For the first four years of Liam's life, he didn't have a name. He was a laboratory testing animal and as such, a name wasn't in the cards for him. A name would have personalized him. Made him real. Turned him into something more than the subject of an experiment, a tool to be used for human gain. It makes it harder to view a person as a thing when it has a name. A series of numbers says the opposite of a name. It denotes a lack of importance; it strips a living creature of its worth and makes it just a thing that is being used. Because that's what Liam was to the people who had him for the first four years of his life. A thing. A tool. Nothing more than a number.
People sometimes ask me how I can know that. How I can know what it was like for Liam in the lab? I know because I was the first person to see him when he came out. When Liam came to live with me, he was terrified. Not just of his new surroundings, but of everything. The sound of metal clinking, the feel of grass or anything soft — it all scared him. The thing that broke my heart most was that he was afraid of me as well. When I touched him, he would put his head down and put his tail between his legs. The only touch he had known had been the touch that was always followed by something painful. Something unpleasant. I could see it in his eyes when I touched him, he was afraid of what I was going to do to him. Afraid that myself and my friends would treat him exactly how all the other humans he had ever encountered had.

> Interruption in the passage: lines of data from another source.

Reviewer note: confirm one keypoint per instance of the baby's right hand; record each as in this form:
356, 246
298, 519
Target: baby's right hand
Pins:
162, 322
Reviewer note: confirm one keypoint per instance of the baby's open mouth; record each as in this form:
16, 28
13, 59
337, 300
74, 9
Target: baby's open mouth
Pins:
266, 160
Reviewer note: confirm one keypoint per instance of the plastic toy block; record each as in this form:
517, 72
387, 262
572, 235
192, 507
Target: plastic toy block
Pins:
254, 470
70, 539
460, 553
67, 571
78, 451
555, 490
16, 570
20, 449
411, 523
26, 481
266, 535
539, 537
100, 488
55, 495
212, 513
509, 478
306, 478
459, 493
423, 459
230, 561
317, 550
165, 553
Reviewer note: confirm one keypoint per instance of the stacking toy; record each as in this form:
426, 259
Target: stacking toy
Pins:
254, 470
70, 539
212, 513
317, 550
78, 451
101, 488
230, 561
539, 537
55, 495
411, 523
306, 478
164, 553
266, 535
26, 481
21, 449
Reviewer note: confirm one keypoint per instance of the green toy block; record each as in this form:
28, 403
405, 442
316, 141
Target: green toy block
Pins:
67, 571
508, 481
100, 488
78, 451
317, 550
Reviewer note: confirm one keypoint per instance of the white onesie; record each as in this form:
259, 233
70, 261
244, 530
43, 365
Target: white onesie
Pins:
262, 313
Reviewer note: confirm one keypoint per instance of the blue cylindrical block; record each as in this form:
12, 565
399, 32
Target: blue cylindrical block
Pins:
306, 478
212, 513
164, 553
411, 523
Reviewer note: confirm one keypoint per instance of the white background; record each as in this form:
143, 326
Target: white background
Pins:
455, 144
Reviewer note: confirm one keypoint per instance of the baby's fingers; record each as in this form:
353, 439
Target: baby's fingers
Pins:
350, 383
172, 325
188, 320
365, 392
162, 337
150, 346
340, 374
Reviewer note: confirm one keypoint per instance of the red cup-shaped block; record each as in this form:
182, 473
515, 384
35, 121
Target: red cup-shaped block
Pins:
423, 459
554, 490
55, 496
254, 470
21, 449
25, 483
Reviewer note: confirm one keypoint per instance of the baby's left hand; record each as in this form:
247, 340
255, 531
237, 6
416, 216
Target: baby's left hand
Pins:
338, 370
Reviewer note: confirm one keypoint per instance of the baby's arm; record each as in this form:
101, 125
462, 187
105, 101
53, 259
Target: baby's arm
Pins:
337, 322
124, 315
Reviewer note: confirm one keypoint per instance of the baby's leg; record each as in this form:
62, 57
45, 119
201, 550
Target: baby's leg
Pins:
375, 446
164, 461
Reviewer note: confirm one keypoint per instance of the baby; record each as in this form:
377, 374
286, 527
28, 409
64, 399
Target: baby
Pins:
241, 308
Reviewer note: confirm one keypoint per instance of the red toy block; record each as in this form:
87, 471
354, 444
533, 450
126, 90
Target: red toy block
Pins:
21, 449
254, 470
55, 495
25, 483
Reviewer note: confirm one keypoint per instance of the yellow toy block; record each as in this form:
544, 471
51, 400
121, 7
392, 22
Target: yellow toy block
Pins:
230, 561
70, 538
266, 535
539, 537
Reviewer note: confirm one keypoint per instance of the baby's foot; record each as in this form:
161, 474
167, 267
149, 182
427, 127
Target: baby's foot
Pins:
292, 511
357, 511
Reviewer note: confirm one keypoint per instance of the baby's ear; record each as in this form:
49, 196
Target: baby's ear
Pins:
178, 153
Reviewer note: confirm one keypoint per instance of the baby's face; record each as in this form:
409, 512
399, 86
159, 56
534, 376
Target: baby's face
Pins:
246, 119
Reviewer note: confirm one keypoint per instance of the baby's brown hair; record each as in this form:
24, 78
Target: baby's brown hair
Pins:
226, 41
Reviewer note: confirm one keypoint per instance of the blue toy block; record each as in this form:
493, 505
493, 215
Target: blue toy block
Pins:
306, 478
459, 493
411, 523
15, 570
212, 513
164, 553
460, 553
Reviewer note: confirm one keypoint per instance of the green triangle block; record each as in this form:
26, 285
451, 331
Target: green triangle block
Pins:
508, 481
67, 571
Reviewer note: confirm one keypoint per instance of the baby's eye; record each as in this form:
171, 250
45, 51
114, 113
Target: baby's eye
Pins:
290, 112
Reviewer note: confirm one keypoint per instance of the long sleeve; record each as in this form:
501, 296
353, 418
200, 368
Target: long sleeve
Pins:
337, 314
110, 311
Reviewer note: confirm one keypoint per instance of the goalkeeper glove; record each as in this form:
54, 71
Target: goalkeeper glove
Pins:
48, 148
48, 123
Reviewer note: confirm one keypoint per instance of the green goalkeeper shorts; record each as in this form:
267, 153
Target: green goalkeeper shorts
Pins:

As a thing. A tool. Nothing more than a number.
But he proved himself to be stronger than I can even begin to understand. Somehow, even after everything he went through, slowly but surely, he began to trust the new people around him. He started to wag his tail. To learn that there was more to this world than pain, cages and concrete. The grass still scared him, but he wanted to be near the new people around him. So he would take one big jump into the yard to be next to us and then one big jump back to the sidewalk. Over time, he didn't have to jump, he would simply walk through the grass. He had learned not to be afraid of the feel of something soft. He even learned how to play... sort of.